The Tester Role in Machine Learning, Part 1

As a tester are you ready to work in environments that are based in or around data science and machine learning? What will you actually do in these environments? How will you interact with developers? How technical do you have to be? Is it all just automated testing? Or do we still have room for a human in there somewhere? Let’s dig into this a little bit by going through a scenario.

I already provided a running example of this with algorithmic searching using Pac-Man as well as a simplified Q-learning demonstration. Here I’ll dig in to some specifics of thinking around these problems and I’ll do this via a platform called OpenAI that’s attempting to democratize the knowledge of artificial intelligence and machine learning.

The OpenAI Context

So first there’s OpenAI and then there’s something called the OpenAI Gym and there’s even something called the OpenAI Universe. The main difference is that the Gym is where you can develop and test out various machine learning algorithms. The Universe gives you the ability to have your algorithms interact more with the real world. In this post, I’ll just take you through using the Gym. Do note that these are resources you can use to level up your own skills and gain experience.

To play along, you will need Python installed. You can use Python 2 or 3, but I always recommend 3 because we need to stop relying on Python 2 already. If on Windows, try to make sure you get a 64-bit version of Python. In general, the easiest way to get the Gym is simply this:

pip install gym

This should work on all platforms, even Windows. If you get much more involved with Gym, there are elements that require a good development tool chain and Windows often doesn’t have it by default. But for this post, you should be okay with the above command.

The Gym Platform

The Gym platform is a Python library that is designed to provide environments. An environment in this context represents a problem that an agent can interact with. The idea is that this agent can learn to fulfill different tasks based on the environment it observes. The agent will use various algorithms in service to that goal. These algorithms will generally be of the category known as reinforcement learning algorithms. Two other categories are supervised learning algorithms and unsupervised learning algorithms.

Agents Learning In Environments

In the reinforcement learning scenarios, which I’ll focus on here, the agent starts by trying random actions as a consequence to which it gets rewarded. Sometimes those “rewards” are negative and thus are rather more like punishments. In my Pac-Man example, there was a “living reward” which was -1. The idea being that the longer Pac-Man was “living” in the world (thus didn’t solve his maze), he lost a point.

Based on the rewards, the agent continuously learns which action is good in which specific situation. Doing so, the agent learns how to “get good” at the environment — i.e., solving the problem the environment poses. For Pac-Man, for example, this was finding the quickest path to eating all the available dots. Importantly, this agent-based learning can happen even without the agent having to be be told how the environment actually works.

The context for all of this can vary widely. This can be something an agent learning how to play video games. This can be an agent learning how to recognize certain faces in picture frames captured from video cameras. This can be an agent learning to figure out the sentiment of a particular statement culled from a social media posting. This can be an agent determining what genomic sequences to focus on given apparent markers of progression for diseases like cancer.

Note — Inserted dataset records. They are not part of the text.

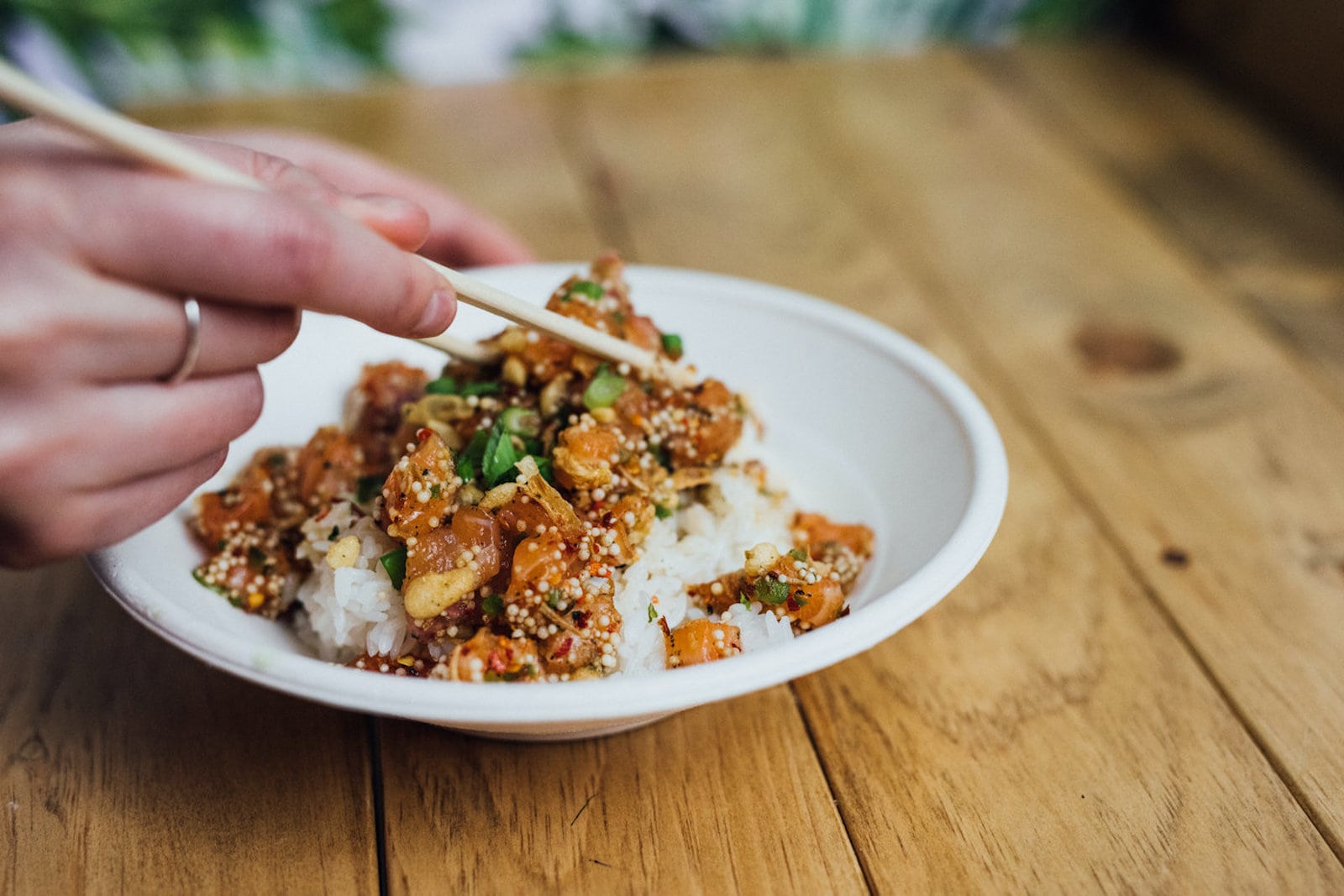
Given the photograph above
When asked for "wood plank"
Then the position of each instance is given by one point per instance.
(1216, 465)
(1043, 727)
(1268, 224)
(128, 766)
(726, 799)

Generalized Execution … And Testing

One of the advantages of this type of learning is that it’s completely generic and not bound to a specific problem. This means you can apply your algorithms to different environments without changing the algorithm at all. As a tester, you might have started thinking about “equivalence classes” with what I just said. As a tester in a machine learning environment, that notion will need to be refined a bit.

Another notion to consider are the conditions you are dealing with. The algorithm might be the test condition and the various environments it’s used in are data conditions. Or is it the other way around? And does it actually matter? Ponder upon that.

All this being said, as a tester, you first have to understand the context. There is data science here. And there are algorithms. And there is machine learning. And those things are paired up to provide software agents that do valuable things and help us gain insights. Companies that do better at this than others will have more competitive advantage. So let’s look at an example of this in action.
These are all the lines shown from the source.